Roots and Wings
An artist takes flight
What: Opening reception for "Roots and Wings"
Where: Gallery Syre, 465 W. Stuart Rd.
WHEN: 6-9pm Wed., April 3; the exhibit can be viewed from 12-6pm Tues.-Sat., through April 24
Cost: Entry is free
Wednesday, March 27, 2019
Not far from the massive, barn-like studio where David Syre spends long periods of time painting, he used to milk a Guernsey cow named Molly and sell the fresh dairy product to neighbors for 25 cents a gallon.
To say Syre has come a long way since those early days on his family’s sprawling farmstead along the Nooksack River near Everson is a bit of an understatement.
At 78, the former lawyer and successful real estate developer has spent much of the past decade in pursuit of the creative—whether that means working on his own drawings, paintings or sculptures, finding endless inspiration at the counterculture collective known as Burning Man, supporting other artists by purchasing and displaying their works, or doing what is needed to open a 150-mile public “Peace Trail” at the southernmost tip of South America.
On a recent spring afternoon, Syre said he wasn’t always sure he wanted to make the family farm his base of operations (even though he purchased it from his parents in 1981 so they would own it free and clear). He overcame polio and the poverty that defined much of his childhood on this land, and didn’t know if it would still feel like home. But with the completion of the studio and a goal of using the property for both personal and public transformation, it appears he’s come full circle.

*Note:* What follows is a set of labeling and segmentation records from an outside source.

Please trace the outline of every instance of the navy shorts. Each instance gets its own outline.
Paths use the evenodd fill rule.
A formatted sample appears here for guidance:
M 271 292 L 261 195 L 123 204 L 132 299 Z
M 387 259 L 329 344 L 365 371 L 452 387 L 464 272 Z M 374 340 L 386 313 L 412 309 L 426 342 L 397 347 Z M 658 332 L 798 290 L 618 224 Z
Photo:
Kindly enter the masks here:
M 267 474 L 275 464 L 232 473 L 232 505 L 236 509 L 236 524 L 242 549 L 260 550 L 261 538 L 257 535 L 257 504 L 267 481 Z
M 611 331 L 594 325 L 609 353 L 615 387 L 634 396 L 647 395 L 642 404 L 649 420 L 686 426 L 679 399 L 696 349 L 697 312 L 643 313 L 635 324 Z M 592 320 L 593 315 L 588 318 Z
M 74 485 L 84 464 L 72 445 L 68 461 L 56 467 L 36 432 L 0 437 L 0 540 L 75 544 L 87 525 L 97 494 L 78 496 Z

Although the self-taught artist has shown his vibrantly colorful, large-scale acrylic paintings in France, New Mexico, and Argentina in recent years, another aspect of his artistic maturity will come to light when “David Syre: Roots and Wings” opens Wed., April 3 at the new Gallery Syre on West Stuart Road. The event will mark his first public exhibit in his hometown.

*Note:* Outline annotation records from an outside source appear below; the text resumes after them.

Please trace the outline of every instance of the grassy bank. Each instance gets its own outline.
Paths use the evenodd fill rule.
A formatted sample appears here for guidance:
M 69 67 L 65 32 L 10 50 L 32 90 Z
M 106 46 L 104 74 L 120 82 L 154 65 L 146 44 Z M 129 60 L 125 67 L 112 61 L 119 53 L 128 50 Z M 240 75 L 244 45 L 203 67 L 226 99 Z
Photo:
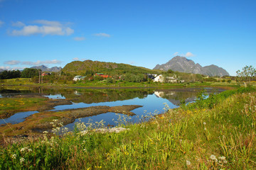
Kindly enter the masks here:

Featuring more than 100 pieces—from a drawing Syre made when he was 7 years old that his mother saved, to recent paintings and sculptures that are rich with symbolism and comprise what he says are visual translations of his spiritual, personal and collective experiences—the exhibit was curated by Ana Palacio, who notes “his art is the reflection of his inner search.”
Syre agrees. He no longer questions what drives him to work on as many as 40 pieces at a time, or what the end result of his creative efforts will be. Painting from above on multiple canvases that lie atop the 2,000-year-old slab of wood that acts as his easel, he trusts the visions of colors and symbols will reveal themselves to him in time.
“My art is one experimentation after another,” he says. “I paint for love, goodness and compassion.”
In some ways, milking Molly when he was 8 years old may have prepared Syre for his current incarnation as an artist. As he recounted in a brochure celebrating the Syre Farm’s centennial last year, he took over responsibility for Molly’s care and feeding after a flood along the Nooksack River reduced the family farm to a garden—taking all the buildings except the house.
“Molly and I were soulmates,” Syre says. “[She] was my first participant in a curiosity journey. She was my first mentor for teachings of leadership, artistry and hope—later to become life’s core values for me.”